Alluxio Transformation Service

Slack Docker Pulls

Data Transformations

With job service and catalog service, Alluxio can transform a table to a new table. If the table is not partitioned, then the transformation is run at table level. If the table is partitioned, then the transformation is run at partition level. The data of the original table is not modified, and the data of the new table is persisted in a new location managed by Alluxio. Once the transformation is done, Presto users can transparently query against the new data.

There are three kinds of supported transformations:

  1. coalesce the files to a specified number of files.
  2. convert CSV files to Parquet files.
  3. sort each file according to specified columns.

The transformed data is always in Parquet format.

Before running a transformation, you should first attach a database.

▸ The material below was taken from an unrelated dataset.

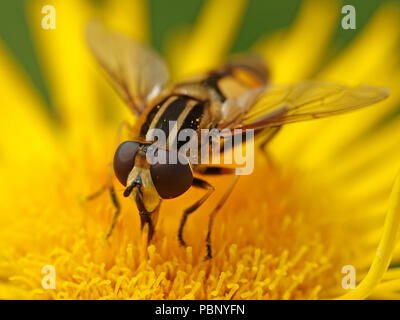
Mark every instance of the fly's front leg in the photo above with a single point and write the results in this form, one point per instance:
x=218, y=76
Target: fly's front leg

The following command attaches the “default” database in Hive to Alluxio.

$ ${ALLUXIO_HOME}/bin/alluxio table attachdb hive thrift://localhost:9083 default

The following command coalesce files under each partition of table “test” to one file.

$ ${ALLUXIO_HOME}/bin/alluxio table transform default test

After running the above command, you’ll see output like:

Started transformation job with job ID 1572296710137, you can monitor the status of the job with './bin/alluxio table transformStatus 1572296710137'.

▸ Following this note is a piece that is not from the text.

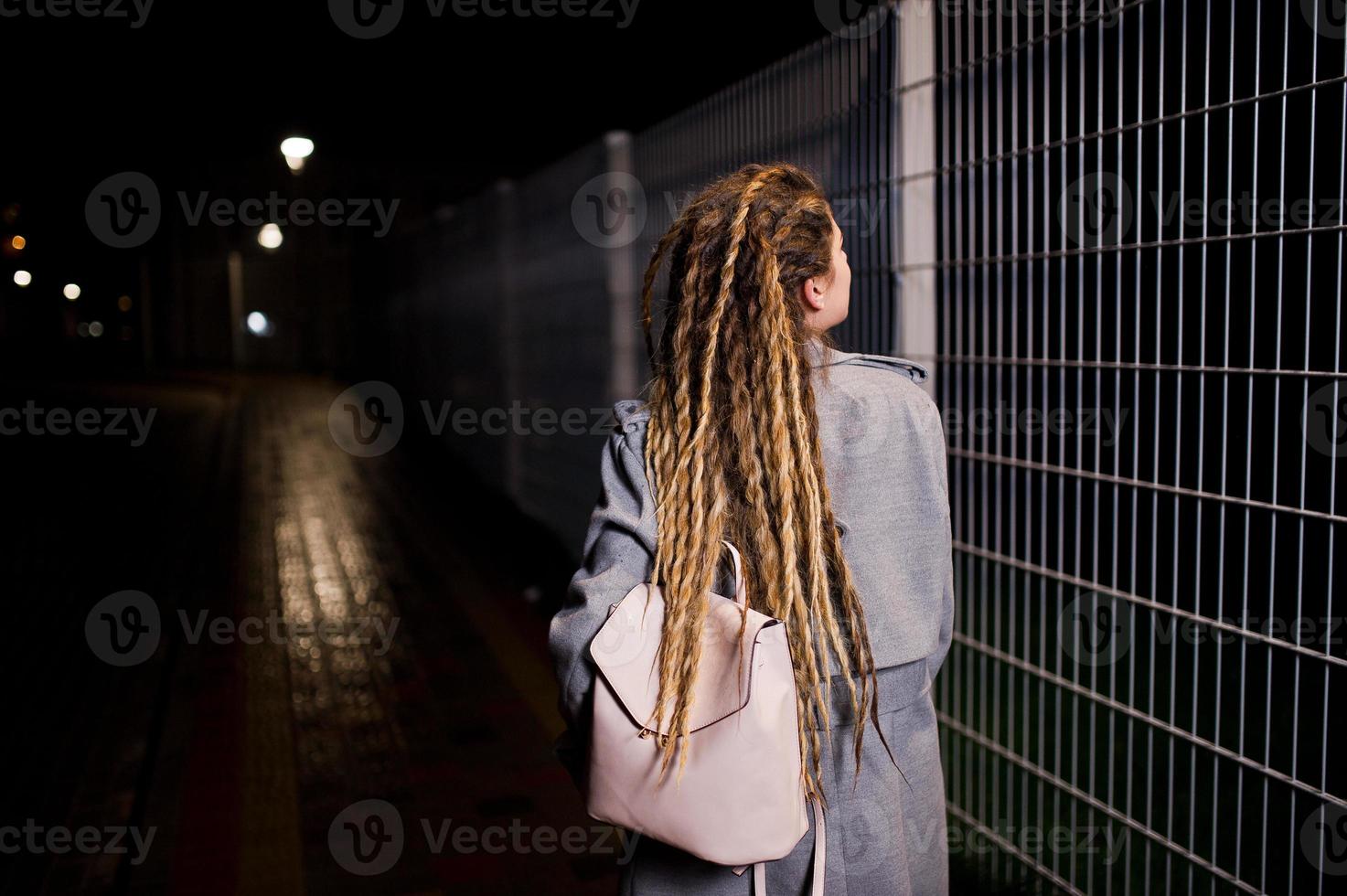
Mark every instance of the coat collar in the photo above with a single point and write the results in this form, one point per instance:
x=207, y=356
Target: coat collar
x=823, y=356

Now follow the instruction in the output to monitor status of the transformation:

$ ${ALLUXIO_HOME}/bin/alluxio table transformStatus 1572296710137

It will show the status of the transformation job:

database: default
table: test
transformation: write(hive).option(hive.num.files, 1)
job ID: 1572296710137
job status: COMPLETED

Since the transformation has completed, you can run your Presto queries on the transformed table transparently.

You can find out the location of the transformed data with the following Presto query:

presto:default> select "$path" from test;

You should see output like:

alluxio://localhost:19998/catalog/default/tables/test/_internal_/part=0/20191024-213102-905-R29wf/part-0.parquet

If your queries do filtering on some columns, you can speed up the query execution by sorting each Parquet file according to zordering of the columns. It will allow query engine to skip reading data outside the filtering criteria and spend less time waiting for excessive data transfer.

The following command sorts each file under each partition according to columns col1 and col2, using the ZORDER algorithm.

$ ${ALLUXIO_HOME}/bin/alluxio table transform default test -d "sort(col1, col2).option(algorithm, ZORDER)"

The sorted files are stored in the same way as the coalesced files described above.

You can also combine sorting and coalescing together, so that the original files are coalesced (also converted to Parquet if they are CSV files) first, and then each coalesced file is sorted to a new file.

The following command first coalesces each partition into one file, then sort the file according to zordering of columns col1 and col2.

$ ${ALLUXIO_HOME}/bin/alluxio table transform default test -d "write(hive).option(hive.num.files, 1); sort(col1, col2).option(algorithm, ZORDER)"